Les déçus de l’UFR
Dans le paysage politique tchadien y compris dans la diaspora l’opposition au président Idriss Deby est très multiforme, mais grosso modo, il y a les vrais et les pseudos, les opportunistes. Sur les rares sites qui existaient dans le temps, des individus se sont particulièrement distingués, vilipendant le régime, la personne de ID, son clan etc. Ces individus s’auto définissaient des « jeunes », «des intellectuels ». Avec l’intensification de la lutte armée, on a constaté une nette évolution. Le langage est devenu acerbe, mensonger et injurieux vis-à-vis des anciens collaborateurs de Deby devenus opposants, et maintenant modéré vis-à-vis du régime. En fait un clin d’œil vers Deby. C’est un pied dedans, un pied dehors. Habré, en son temps, dirait dehors !
Des nouveaux sites ont apparus, les anciens animateurs des sites ont été complètement récupérés par le pouvoir de N’djamena, mais avec les nouveaux animateurs, non plus la philosophie n’a pas changé : discréditer toute la classe politique tchadienne et se présenter comme l’homme idéal nouveau, jeune qui n’a jamais détourné, n’a jamais tué, n’a jamais volé, etc., et capable des miracles, n’épargnant au passage aucun homme politique d’opposition armée ou non armée, inondant les sites par des « réflexions » aussi plates que leurs cervelets embrouillés. Leur soif de gravir les échelons, d’émerger, d’occuper un poste ministériel ne se cache plus. Mais le président tchadien continue de regarder ailleurs. Et nos « intellos » de se rabattre sur l’opposition armée, plus celle-ci marque des points, plus le rapprochement se précise. En contradiction flagrantes de leurs écrits et de leurs « principes » déclarés, ils choisirent tel ou tel mouvement en fonction de sa composition ethnique, alors qu’ils se proclamaient anti clan, anti ethnie, région, religion, etc., sommant les leaders de l’opposition armée de s’unir, de bannir les considérations et les intérêts personnels. Mais sans couper définitivement le pont avec Idriss Deby. Et l’UFR apparut. Et ce fut le désarroi.
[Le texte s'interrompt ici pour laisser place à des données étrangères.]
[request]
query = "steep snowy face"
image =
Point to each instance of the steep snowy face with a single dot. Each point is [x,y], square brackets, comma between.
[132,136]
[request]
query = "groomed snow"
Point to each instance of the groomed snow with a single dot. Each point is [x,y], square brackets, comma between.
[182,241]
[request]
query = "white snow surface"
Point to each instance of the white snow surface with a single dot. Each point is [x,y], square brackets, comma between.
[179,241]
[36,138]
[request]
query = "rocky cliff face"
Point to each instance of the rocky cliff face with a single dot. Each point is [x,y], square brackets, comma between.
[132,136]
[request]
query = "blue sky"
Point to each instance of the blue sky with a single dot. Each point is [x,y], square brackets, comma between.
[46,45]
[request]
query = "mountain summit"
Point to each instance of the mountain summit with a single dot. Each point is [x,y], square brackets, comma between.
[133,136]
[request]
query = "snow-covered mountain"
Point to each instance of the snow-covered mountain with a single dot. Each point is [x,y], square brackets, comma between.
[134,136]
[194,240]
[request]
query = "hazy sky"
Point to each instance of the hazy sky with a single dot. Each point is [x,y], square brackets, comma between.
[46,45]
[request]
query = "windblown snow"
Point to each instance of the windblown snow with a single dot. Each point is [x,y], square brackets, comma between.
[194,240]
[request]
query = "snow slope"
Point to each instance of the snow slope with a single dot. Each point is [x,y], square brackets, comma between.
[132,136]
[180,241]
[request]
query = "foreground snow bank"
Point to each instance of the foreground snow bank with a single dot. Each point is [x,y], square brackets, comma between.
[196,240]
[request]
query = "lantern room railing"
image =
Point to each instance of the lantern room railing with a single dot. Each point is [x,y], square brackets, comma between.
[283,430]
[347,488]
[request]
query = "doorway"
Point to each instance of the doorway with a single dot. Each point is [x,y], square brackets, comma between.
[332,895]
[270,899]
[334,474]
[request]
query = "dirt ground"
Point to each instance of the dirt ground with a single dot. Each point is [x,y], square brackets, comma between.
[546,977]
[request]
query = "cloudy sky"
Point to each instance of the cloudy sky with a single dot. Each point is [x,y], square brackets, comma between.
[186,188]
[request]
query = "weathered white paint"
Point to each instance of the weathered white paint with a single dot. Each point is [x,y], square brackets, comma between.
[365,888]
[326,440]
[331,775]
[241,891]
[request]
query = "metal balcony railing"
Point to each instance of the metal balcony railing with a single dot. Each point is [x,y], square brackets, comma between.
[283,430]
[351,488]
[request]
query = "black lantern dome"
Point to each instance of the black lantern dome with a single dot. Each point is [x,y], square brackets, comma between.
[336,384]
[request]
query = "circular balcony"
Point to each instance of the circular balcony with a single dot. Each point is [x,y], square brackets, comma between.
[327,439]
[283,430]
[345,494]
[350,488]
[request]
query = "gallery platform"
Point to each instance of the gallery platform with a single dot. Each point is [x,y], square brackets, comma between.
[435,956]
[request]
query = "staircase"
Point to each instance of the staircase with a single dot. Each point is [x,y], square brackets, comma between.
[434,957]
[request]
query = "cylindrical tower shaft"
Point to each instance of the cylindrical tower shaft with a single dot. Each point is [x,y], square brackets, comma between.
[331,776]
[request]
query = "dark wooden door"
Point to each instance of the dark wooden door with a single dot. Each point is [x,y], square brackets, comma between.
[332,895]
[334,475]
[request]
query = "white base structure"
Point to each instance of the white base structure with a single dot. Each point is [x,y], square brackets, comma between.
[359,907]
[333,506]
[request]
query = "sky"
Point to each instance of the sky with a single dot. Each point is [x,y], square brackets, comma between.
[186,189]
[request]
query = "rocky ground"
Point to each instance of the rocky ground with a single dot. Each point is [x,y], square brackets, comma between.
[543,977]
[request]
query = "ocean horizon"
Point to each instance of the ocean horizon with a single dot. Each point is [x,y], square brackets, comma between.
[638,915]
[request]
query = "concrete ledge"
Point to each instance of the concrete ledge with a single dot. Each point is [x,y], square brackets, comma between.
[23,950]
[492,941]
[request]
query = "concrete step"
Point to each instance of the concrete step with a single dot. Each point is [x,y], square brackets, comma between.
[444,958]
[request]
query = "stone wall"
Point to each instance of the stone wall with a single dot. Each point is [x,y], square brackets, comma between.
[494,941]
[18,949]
Désarroi de ne pas avoir à la tête de l’UFR quelqu’un de leur obédience ethnique, désarroi de ne pas faire partie des instances de l’UFR. Déception totale. A la place de l’immense ouf de soulagement exprimé par la majorité des tchadiens qui aspirent au changement, ils exprimèrent une « merde » de déception. Comme si l’actuelle composition de l’UFR et le nouveau responsable leur barraient toute future promotion personnelle. Déçus que ce nouveau responsable ne soit leurs préférés. Avec celui là ils n’ont aucune chance (pensent-ils naïvement), car il prendrait les siens, càd ceux de son ethnie, de son clan. Dès l’annonce de la composition et du leader de l’UFR, les attaques, les diffamations et les « réflexions » fusent de tous cotés. Au nouveau responsable de l’UFR sont collées toutes les épithètes négatives. L’opposition anti UFR s’organise, la « dissidence » se met en place. Ceux qui hier criminalisaient les leaders de la rébellion pour leur désunion, regrettent aujourd’hui l’union, parce qu’ils ne s’y trouvent pas. Les rares personnes de l’opposition armées qui tergiversent sur l’union pour des raisons hautement subjectives sont déjà devenues leurs nouveaux héros. Leurs derniers papiers sont carrément un appel du pied à Deby. C’est ça, être « intellectuel » au Tchad.
Un ex grand militant des associations estudiantines et du Frolinat, aujourd’hui homme d’affaire à l’écart de la vie politique, avait déclaré publiquement, pour justifier son retournement de veste d’alors : « un intellectuel c’est exactement comme une prostituée ; celle-ci peut coucher même avec un gorille pourvu que ce dernier paye, l’intello aussi s’engage là où il a ses intérêts matériels ». Que Dieu épargne les jeunes intellectuels tchadiens de cette comparaison.